O Sorobã é um instrumento que permite o acesso à Matemática
através do tato. O aprendizado faz-se nas pontas dos dedos. Em que consiste o Sorobã? É
um avanço em relação ao Cubarítimo, uma caixa com uma grande faixa de metal em sua
parte superior, aí encaixados os cubos com os quais se efetuavam as operações. O
Cubarítimo foi longamente utilizado, não obstante alguns embaraços na sua
manipulação, como a morosidade operacional pela demora na identificação dos sinais e
no encaixe dos cubos, que conduziam a alterações dos resultados durante o manuseio, às
vezes inutilizando por completo trabalhos bastante adiantados.
Os chineses foram precursores dessa sistemática denominada
Sorobã, que, por sua objetividade, logo propagou-se ao Japão e daí para o resto do
mundo. Isto há séculos, conforme informa o professor Kambei Moori, em livro escrito no
remoto ano de 1662, chamando o aparelho de "Embrião do Sorobã". Seu nome
original, em chinês, berço de sua origem, é "Suan Pan", que significa contador.
Esta denominação Sorobã é japonesa, chegando ao Brasil com os primeiros migrantes
nipônicos, em princípio do século passado. O Sorobã ainda agora é usado na Rússia,
sob a denominação de "Stchoty", competindo com as máquinas
registradoras em operações de pequenos comerciantes. Nos Estados Unidos chama-se "Abacus",
somente utilizado no ensino de cálculos a pessoas com deficiência visual.
Até meados do Século XX, mais precisamente depois da Segunda
Guerra Mundial, os aparelhos de Sorobã possuíam em cada uma de suas hastes 7 bolas,
perdendo, no seu processo evolutivo, uma dessas bolas na parte superior e uma na parte
inferior.
O modelo em uso no Instituto dos Cegos Dr.

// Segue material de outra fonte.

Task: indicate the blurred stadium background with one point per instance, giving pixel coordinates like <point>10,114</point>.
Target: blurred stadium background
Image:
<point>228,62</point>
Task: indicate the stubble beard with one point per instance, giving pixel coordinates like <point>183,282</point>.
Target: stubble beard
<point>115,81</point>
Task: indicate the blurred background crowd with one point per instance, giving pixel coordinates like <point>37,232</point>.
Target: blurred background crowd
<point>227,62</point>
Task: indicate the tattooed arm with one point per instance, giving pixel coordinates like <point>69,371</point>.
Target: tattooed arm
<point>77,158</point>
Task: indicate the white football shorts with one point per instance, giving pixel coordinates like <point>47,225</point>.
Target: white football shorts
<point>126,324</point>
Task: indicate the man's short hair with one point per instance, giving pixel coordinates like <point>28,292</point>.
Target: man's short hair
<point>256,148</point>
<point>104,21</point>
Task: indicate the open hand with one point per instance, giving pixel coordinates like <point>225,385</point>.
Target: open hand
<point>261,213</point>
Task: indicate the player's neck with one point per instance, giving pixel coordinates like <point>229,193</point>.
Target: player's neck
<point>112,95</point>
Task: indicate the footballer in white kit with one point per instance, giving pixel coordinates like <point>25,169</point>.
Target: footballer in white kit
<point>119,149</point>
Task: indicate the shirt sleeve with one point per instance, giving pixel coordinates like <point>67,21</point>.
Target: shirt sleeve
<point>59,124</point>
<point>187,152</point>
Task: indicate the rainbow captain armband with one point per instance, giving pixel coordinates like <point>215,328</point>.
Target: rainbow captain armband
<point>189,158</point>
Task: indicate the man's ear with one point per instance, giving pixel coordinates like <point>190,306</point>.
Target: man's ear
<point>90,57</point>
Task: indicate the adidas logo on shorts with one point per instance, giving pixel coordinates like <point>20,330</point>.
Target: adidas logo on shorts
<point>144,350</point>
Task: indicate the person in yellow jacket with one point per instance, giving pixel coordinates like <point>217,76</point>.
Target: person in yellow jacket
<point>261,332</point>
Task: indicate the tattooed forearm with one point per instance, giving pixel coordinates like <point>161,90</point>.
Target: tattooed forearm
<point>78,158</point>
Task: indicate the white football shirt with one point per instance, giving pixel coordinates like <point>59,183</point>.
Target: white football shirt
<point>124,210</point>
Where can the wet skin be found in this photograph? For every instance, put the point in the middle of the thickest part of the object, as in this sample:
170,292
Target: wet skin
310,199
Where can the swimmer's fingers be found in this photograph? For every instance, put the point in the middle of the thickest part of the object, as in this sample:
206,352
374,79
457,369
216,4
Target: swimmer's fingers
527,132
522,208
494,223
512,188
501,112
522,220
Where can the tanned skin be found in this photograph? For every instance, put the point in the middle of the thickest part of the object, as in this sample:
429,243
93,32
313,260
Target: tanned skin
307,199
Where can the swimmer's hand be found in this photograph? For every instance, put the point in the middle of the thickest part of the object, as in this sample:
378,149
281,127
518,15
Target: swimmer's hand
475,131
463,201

Hélio Góes é do
tipo japonês com 21 eixos, sendo os do andar superior com valor de 5 (cinco) e o do
inferior valendo cada bola 1 ponto na primeira coluna reservada às unidades, crescendo
para o grupo das dezenas na segunda coluna, de centenas na terceira e de milhares na
quarta. Manipulando-se as bolas de valor 1 com as de valor 5 e movimentando-as da esquerda
para a direita vão se efetuando os cálculos para somar, invertendo-se a ordem das bolas
para as contas de subtração. Com esse jogo de bolinhas, bem simples, vão alcançando as
operações mais complexas nos cálculos elementares, chegando a realizar raízes
quadradas.
Com o Sorobã, o deficiente visual penetra firme no mundo
infinitesimal da Matemática. Dominando-a, conquista as posições profissionais que mais
exigem o domínio dessa ciência.
DISTRIBUIÇÃO DO ALUNADO
Convém ressaltar que o
Instituto dos Cegos Dr. Hélio Góes tem suas portas abertas a todo e qualquer deficiente
visual, e não apenas àqueles assistidos pela Sociedade de Assistência aos Cegos,
entidade mantenedora.
Como decorrência dessa política, o número de matriculados tem
crescido sobremaneira nos últimos anos. Eram 72 em 1997, passando a 106 em 1998, a 136 em
1999, a 142 em 2000, 154 em 2001 e nos dias atuais são 157 alunos distribuídos em mais
de vinte turmas, incluindo as de aceleração.
Os resultados escolares são animadores, constatando-se o
ingresso de muitos alunos saídos do Instituto em curso de nível mais alto de
estabelecimentos particulares ou públicos, e com o expressivo número de aprovações em
vestibulares para cursos do ensino superior.